Yesterday, iOS and iPadOS 15.2 were released with a grab bag of new features, refinements, and fixes. There are some handy details in this release, many of which are found deep within the Settings app, so it’s worth poking around to find the ones you want to try.

Music

Source: Apple.

Source: Apple.

One of the first things Apple announced in October alongside the new colorful HomePod minis was Apple Music Voice Plan, a more affordable version of the company’s music streaming service that is controlled solely by Siri. The new plan lets subscribers access Apple Music’s deep catalog of music, playlists, and radio stations with Apple’s voice assistant. Specific items from Apple Music’s catalog can be requested, or you can ask for songs that fit a mode or ones that are picked based on your like and dislike history. There’s also a feature called Play it Again that allows you to access recently played music.

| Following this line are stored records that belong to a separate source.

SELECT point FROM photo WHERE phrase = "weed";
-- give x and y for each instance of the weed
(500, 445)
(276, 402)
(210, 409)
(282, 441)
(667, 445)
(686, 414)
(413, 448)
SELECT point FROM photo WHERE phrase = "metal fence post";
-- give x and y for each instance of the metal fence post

The new Voice Plan costs $4.99/month and has some limitations compared to other Apple Music Plans. Like Individual Plans, the new Voice Plan is limited to one person. There is no multi-person family plan. Voice Plan doesn’t include the following features either:

  • Real-time lyrics
  • Music videos
  • Spatial audio
  • Lossless audio
Searching inside a playlist.

Searching inside a playlist.

Playlists are searchable now too. When you open a playlist in the Music app, swipe down to reveal the search field at the top of the screen, which will allow you to find individual songs – a nice addition for lengthy playlists.

However, I still wish Apple would allow me to search for playlists organized into folders. You can’t make folders of playlists on an iPhone or iPad, but you can on a Mac. Unfortunately, organizing playlists into folders comes with a substantial penalty. If you go to the Playlists section of Music and search for the title of a playlist that happens to be in a folder, it won’t show up in the results unless you first navigate to the folder where the playlist is stored.

Privacy, Security, Safety

App Privacy Reports.

App Privacy Reports.

First announced in June, the Settings app has added App Privacy Reports. The new feature can be found in the Privacy section of Settings at the bottom of the screen. By default, App Privacy Reports are turned off, but once turned on, you’ll begin to see data on how your apps are using your location, photos, camera, microphone, and contacts during the past seven days. The report also lists the domains to which an app reports the data it collects. Once turned on, you’ll begin to see results immediately. For example, after I turned App Privacy Reports on, but before I opened a single app, I already had entries for Health and Photos, two Apple apps that work with iCloud in the background. For an even deeper look at what’s going on, you can use the share button to export the details of the App Privacy Report as an NDJSON file, a JSON format that separates entries by new lines.

New Messages opt-in settings for parents to protect their children. Source: Apple.

New Messages opt-in settings for parents to protect their children. Source: Apple.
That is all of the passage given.